There is no advantage in storing heat in another medium and then transferring it to water. Every extra step adds cost. Water sucks up tremendous heat and is a good storage medium in itself. Just insulate your tank.

You don't need to double or triple your coils.  Just use a bigger, stronger magnet.

When you consider the cost of your tower, the work to build the blades and the wire and epoxy, the cost of another $100 to buy the mother of all magnets will be a bargain.

Wind coils big enough to span the full magnet length and width.

Hot water heating elements are usually 110 volts or 220 volts.

They run on DC just as well as AC.

High voltage coils use smaller wire, drop less in resistance losses and it costs less to get it to your house.

You must increase the voltage to run your heating elements.

Higher voltage coils will reduce the amount you have to boost your output to match your heater.
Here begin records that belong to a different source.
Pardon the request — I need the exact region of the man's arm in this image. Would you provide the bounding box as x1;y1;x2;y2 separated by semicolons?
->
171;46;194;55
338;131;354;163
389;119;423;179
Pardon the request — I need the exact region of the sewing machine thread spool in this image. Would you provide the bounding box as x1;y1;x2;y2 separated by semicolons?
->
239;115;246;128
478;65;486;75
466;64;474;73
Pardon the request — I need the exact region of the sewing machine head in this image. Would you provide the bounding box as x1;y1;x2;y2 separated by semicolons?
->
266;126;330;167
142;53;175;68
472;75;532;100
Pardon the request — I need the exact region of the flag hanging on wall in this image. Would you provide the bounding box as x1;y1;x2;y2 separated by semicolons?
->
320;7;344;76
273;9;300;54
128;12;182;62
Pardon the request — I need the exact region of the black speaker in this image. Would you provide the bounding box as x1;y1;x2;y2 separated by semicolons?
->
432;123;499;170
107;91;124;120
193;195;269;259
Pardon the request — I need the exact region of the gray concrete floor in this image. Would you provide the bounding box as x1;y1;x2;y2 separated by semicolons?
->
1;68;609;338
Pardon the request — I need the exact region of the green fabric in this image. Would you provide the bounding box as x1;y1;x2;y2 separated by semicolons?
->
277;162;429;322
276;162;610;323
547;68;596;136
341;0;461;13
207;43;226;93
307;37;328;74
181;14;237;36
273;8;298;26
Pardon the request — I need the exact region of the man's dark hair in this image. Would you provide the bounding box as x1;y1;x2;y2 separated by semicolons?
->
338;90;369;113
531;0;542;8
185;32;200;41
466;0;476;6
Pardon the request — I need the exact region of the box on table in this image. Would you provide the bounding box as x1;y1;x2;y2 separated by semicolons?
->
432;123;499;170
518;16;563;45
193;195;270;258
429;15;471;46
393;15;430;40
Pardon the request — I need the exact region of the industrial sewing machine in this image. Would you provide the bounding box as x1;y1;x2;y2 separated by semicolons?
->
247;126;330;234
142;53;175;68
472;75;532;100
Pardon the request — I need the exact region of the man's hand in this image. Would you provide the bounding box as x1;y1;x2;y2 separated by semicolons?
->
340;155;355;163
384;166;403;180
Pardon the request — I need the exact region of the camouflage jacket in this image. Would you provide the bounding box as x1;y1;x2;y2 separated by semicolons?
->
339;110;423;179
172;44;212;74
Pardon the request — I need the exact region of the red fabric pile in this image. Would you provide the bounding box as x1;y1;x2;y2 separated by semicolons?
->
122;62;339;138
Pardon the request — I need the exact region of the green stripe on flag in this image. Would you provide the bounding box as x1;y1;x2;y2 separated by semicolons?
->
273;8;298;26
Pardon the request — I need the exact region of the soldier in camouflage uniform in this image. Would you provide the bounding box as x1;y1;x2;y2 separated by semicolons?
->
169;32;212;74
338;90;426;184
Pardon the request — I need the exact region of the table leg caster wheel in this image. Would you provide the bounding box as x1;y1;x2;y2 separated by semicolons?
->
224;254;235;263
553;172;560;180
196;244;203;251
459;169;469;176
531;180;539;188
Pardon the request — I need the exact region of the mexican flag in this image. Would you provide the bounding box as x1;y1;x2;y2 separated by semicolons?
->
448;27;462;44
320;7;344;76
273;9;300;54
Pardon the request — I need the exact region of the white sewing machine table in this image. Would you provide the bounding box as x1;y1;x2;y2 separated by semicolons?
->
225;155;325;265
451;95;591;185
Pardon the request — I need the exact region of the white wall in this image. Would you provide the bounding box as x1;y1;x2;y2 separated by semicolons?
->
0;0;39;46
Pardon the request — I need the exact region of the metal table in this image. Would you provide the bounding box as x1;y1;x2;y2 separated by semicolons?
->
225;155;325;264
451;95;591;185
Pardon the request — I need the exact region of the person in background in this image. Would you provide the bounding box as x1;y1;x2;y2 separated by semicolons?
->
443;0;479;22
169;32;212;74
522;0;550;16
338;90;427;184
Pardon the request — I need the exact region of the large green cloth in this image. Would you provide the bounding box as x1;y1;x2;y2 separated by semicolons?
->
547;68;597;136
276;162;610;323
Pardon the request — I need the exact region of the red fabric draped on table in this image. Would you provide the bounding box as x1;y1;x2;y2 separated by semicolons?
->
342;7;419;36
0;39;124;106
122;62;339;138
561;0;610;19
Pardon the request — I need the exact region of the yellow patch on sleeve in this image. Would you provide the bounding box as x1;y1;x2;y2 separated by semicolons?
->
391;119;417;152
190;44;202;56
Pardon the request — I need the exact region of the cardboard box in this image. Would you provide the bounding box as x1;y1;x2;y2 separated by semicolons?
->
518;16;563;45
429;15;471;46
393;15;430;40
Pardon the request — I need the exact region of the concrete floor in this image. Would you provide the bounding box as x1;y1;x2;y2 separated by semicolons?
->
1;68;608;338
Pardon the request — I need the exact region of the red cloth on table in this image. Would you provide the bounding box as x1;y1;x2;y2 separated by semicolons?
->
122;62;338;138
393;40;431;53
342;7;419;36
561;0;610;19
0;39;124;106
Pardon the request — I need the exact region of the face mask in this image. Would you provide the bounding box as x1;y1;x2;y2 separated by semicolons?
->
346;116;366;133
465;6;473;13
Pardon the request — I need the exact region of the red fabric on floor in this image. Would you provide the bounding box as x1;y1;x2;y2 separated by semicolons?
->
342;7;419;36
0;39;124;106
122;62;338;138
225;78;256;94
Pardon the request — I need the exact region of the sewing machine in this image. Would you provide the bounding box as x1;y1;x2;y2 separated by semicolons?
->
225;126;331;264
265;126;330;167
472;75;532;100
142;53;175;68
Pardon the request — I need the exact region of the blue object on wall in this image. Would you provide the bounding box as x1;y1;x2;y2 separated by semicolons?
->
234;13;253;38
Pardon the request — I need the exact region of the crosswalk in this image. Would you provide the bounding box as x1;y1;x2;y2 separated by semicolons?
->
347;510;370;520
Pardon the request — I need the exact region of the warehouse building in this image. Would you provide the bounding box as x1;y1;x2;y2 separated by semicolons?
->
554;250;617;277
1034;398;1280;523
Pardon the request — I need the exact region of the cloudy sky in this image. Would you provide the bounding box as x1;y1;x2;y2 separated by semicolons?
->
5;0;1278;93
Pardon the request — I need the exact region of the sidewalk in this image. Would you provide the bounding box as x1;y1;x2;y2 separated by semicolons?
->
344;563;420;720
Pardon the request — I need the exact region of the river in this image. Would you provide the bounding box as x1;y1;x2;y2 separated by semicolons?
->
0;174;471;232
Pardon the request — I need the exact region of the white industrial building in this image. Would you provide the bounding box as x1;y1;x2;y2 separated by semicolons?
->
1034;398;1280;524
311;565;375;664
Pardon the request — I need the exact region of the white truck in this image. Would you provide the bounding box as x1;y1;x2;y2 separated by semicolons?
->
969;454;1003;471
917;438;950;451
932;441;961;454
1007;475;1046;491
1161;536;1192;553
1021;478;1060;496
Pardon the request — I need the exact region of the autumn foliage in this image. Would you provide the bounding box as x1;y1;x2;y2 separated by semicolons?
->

Hot water heat is "low quality" power"  You may be able to get much cheaper hot water by building a solar collector.  They are very low tech, reliable and they work.

Keep your electricity for lights, and quality power use through an inverter.

You will get much better value for your work by replacing your 110 volt loads.

Propane will give you fast, easy hot water if you need it. And the propane will wait in the bottle till you need it, not like wind.

[DanB]

"You don't need to double or triple your coils.  Just use a bigger, stronger magnet.

When you consider the cost of your tower, the work to build the blades and the wire and epoxy, the cost of another $100 to buy the mother of all magnets will be a bargain.

Wind coils big enough to span the full magnet length and width."

I used those nice big wedge magnets on those and they worked pretty well...

I think, with a dual rotor machine, there is a minimum size a magnet can be to still get good flux through the coils.  Those were way more than big enough...

But it may be more cost effective to use an even larger rotor - and keep with smaller magnets which are still big enough to create a good strong field through the stator.  Hughs latest project is using 28 magnets per rotor I think - they are the normal 1" x 2" X 1/2" blocks (or darned close anyhow).  I figure, on that machine - hes got about the same overall "mass" of magnets that I do in mine.  His goal is a 16' prop - and his alternator is producing 4000 watts @ 200 rpm.  (I think mine produced something like 2KW @250 rpm or so...)

So in this case, using smaller magnets  - more of them - and a larger diameter rotor pays off.  Of course... I think doing it the way I did may make for a more compact machine which may also have its benifits.  

The whole trick though is matching the alternator to the prop.  To do it most efficiently (cost wise) we need to pick appropriate magnet rotors and pack as much copper as possible into the stator.  If the magnets are too many - or too large - then we can match it to the prop by opening the airgap... or perhaps putting a bit less copper in the stator, but in either case it means we bought more magnets than we actually needed.  It's better to have too much alternator than too little though... you can always "detune" (Add resistance and/or open the airgap) a big alternator to match up with a smaller prop.  If the alternator is too little.. you've either got to cut the prop down or watch it burn up.

At least thats my take on it all...

I think the next large machine I build may have lots more... and somewhat smaller magnets in it, we'll see.